YRP, yerel seçimlerde hedeflediği başarıyla Erdoğan sonrası dönemde elde etmek istediği iktidarının temellerini atmaya çalışırken bu gayeyi geleneksel bir çizgiyle ‘adil düzen’ ve sistem eleştirisi üzerinden inşa etmeye çalışmaktadır. Keza aynı siyasi çizgiyi 1990’lar Türkiye atmosferinde takip eden Millî Görüş Hareketi, RP’nin kentli yoksul ve muhafazakâr seçmen üzerinde oluşturduğu motivasyonu, bu defa YRP ile bilhassa AKP’den kopuş yaşayan ya da yaşamak üzere olan bir alternatif arayışındaki seçmen ve de kararsızlar özelinde oluşturmaya çalışmaktadır. Dolayısıyla YRP’nin seçmen kazanımı hedefinde, mevcut ekonomik tablodan en çok etkilenen büyükşehir yoksulları yer alırken bu hedef üzerinde parti ve tabanda olduğu kadar AKP seçmeni üzerinde de hatırı sayılır bir etkiye sahip olan adaylar göstermesi, beklenmedik bir sürpriz teşkil etmemektedir.

YRP, yerel seçimler stratejisinde salt oy bölme siyasetinden öte Erdoğan sonrası dönemde elde etmek istediği iktidar hedefi için muhalefetini kurgularken, mevcut muhalefetten farklı olarak herhangi bir ittifak modelinden bağımsız ve muhalefetin giremediği sahalarda kendisine ayrı bir alan açmaya çalışmaktadır. YRP bu münferit siyaset anlayışını “ahlak” ilkesi üzerine inşa ettiğini iddia ederken düzen eleştirisini; geleneksel Millî Görüş Hareketi çerçevesinde muhafazakâr inanç temelleri ve milli manevi değerler kapsamında geliştirmektedir. Dolayısıyla hedef seçmen kitlenin geleneksele olan bağlığını sıklaştırırken gittikçe kötüye doğru giden enflasyonist ekonomik tablo bilançosunu toplumsal yozlaşma ve sosyal çürüme eleştirisiyle birlikte sunmaktadır.

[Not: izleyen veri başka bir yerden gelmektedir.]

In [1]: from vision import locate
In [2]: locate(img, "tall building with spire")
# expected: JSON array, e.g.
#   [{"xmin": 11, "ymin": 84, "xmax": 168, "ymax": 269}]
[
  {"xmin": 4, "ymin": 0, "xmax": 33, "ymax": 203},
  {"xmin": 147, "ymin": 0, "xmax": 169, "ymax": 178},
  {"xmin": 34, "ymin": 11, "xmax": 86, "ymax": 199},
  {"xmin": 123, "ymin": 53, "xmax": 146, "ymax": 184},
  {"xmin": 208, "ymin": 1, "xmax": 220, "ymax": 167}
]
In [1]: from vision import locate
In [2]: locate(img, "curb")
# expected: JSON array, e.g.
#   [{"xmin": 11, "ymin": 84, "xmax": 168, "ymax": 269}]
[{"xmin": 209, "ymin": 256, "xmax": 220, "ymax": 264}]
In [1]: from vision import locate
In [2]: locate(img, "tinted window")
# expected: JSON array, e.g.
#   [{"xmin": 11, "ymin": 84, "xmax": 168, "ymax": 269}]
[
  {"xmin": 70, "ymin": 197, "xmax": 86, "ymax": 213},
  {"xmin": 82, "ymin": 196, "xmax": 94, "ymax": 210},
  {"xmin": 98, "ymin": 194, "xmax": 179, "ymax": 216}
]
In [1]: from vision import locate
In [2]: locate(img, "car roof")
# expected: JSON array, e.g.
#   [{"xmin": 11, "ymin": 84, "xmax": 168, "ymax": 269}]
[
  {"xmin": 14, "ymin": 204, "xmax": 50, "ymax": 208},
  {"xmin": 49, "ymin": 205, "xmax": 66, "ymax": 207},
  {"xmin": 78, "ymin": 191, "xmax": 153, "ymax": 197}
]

AKP’nin mevcut siyasal düzlemdeki yeni korkusu olma özelliğini taşıyacak potansiyele sahip olan YRP, münferit siyasetindeki potansiyelin varlığını kanıtlamak ve hedef kitlenin ‘’gelecek konsolidasyonu’’ için 2024 yerel seçimlerinde ilk ciddi atağını göstermek zorundadır. Dolayısıyla YRP tarafından yerel seçimlerde ortaya konacak olan iddia, iktidar ve muhalefet adına, Türkiye’nin gelecek siyasetini yakından ilgilendiren bir mahiyet oluşturmaktadır.